I'm going back into hospital tomorrow, after my 6 days out. It's been weird and hard and weirdly hard. I fought so hard and for so long to get out, but I never put much thought into how it'd go when once I was home alone. Big mistake. Long story short, I went a bit nut-so yesterday and my social worker got me an emergency appointment with my psychiatrist. I'm not perfect, that I know only too well. But that doesn't mean I don't expect my endeavours to be such. I like things... in boxes. And it's hard to box transition.
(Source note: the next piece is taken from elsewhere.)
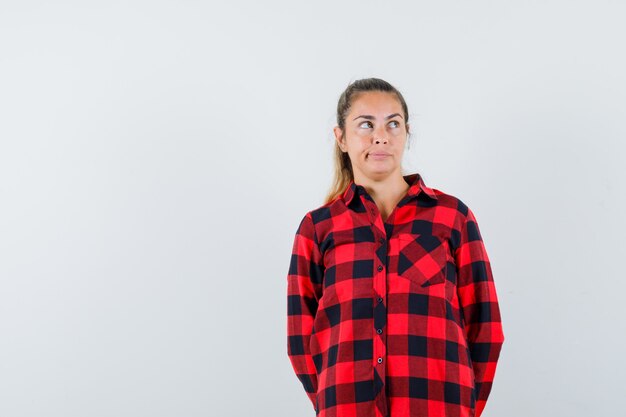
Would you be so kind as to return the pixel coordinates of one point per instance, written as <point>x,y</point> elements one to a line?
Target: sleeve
<point>479,305</point>
<point>304,285</point>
I don't know what I want right now. I know I want out of hospital, full stop, but I also know that 'full stop' is rarely a sensible attitude. There's a lot in that little dot, a lot of uncertainties and potential failures. I've spent most of my life feeling like a failure for one thing or another (missing a word in a spelling test, leaving uni. And everything inbetween I can find failure in), that now I get too scared to do much in case I fail. I seize up and my brain goes empty, because I can't risk doing something I won't excel in. I haven't room in my head for any more failure. Yesterday was just one, long fail, and although today I've been so productive, I can't get it out of my head.
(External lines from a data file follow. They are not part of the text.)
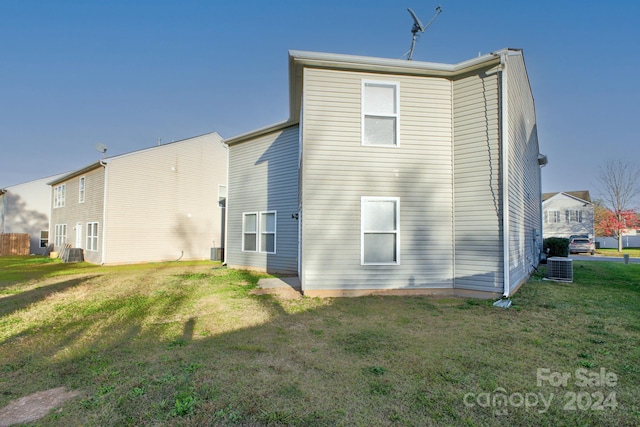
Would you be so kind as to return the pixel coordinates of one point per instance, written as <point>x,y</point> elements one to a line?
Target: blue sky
<point>125,73</point>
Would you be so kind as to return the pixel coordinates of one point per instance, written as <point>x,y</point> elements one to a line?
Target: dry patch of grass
<point>193,344</point>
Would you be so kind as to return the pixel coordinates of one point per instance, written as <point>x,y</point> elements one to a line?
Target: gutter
<point>504,136</point>
<point>104,211</point>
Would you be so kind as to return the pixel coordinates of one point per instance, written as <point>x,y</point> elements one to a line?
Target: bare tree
<point>619,186</point>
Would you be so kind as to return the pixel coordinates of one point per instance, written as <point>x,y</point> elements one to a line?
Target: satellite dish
<point>101,148</point>
<point>417,26</point>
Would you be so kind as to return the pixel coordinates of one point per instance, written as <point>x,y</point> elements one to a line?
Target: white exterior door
<point>78,235</point>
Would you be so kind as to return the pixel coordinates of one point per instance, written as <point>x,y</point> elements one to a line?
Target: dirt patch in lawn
<point>35,406</point>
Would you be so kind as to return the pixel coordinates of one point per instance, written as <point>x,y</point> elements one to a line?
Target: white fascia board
<point>259,132</point>
<point>365,63</point>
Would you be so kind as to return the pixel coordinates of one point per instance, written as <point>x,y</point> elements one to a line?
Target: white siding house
<point>156,204</point>
<point>25,208</point>
<point>568,213</point>
<point>398,176</point>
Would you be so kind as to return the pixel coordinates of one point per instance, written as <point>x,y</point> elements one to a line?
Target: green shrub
<point>556,246</point>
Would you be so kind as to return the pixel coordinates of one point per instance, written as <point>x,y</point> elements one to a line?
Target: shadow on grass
<point>365,361</point>
<point>12,303</point>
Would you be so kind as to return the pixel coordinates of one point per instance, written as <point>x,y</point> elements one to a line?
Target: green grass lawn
<point>188,344</point>
<point>632,252</point>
How does one fail recovery? It's a bloody bumpy road. As my mum told me yesterday, 'you can't climb Everest alone.' She's a wise 'un, but Everest is a challenge to anybody, whereas just being in the community really isn't. I'm determined to make it perfect, but with that attitude, I'll always fail. I don't know whether letting go of perfection is noble or not.
All in all, it's actually been lovely to be home, especially when my mum's in. Not that her being at work is a total ballache, because it means I can be naked. That's always good. It maybe says a lot that I focus more on my 'failures' than I do on the positives, and my family have been a huge positive, this week and every week. I LOVE YOU, GUYZZZZ.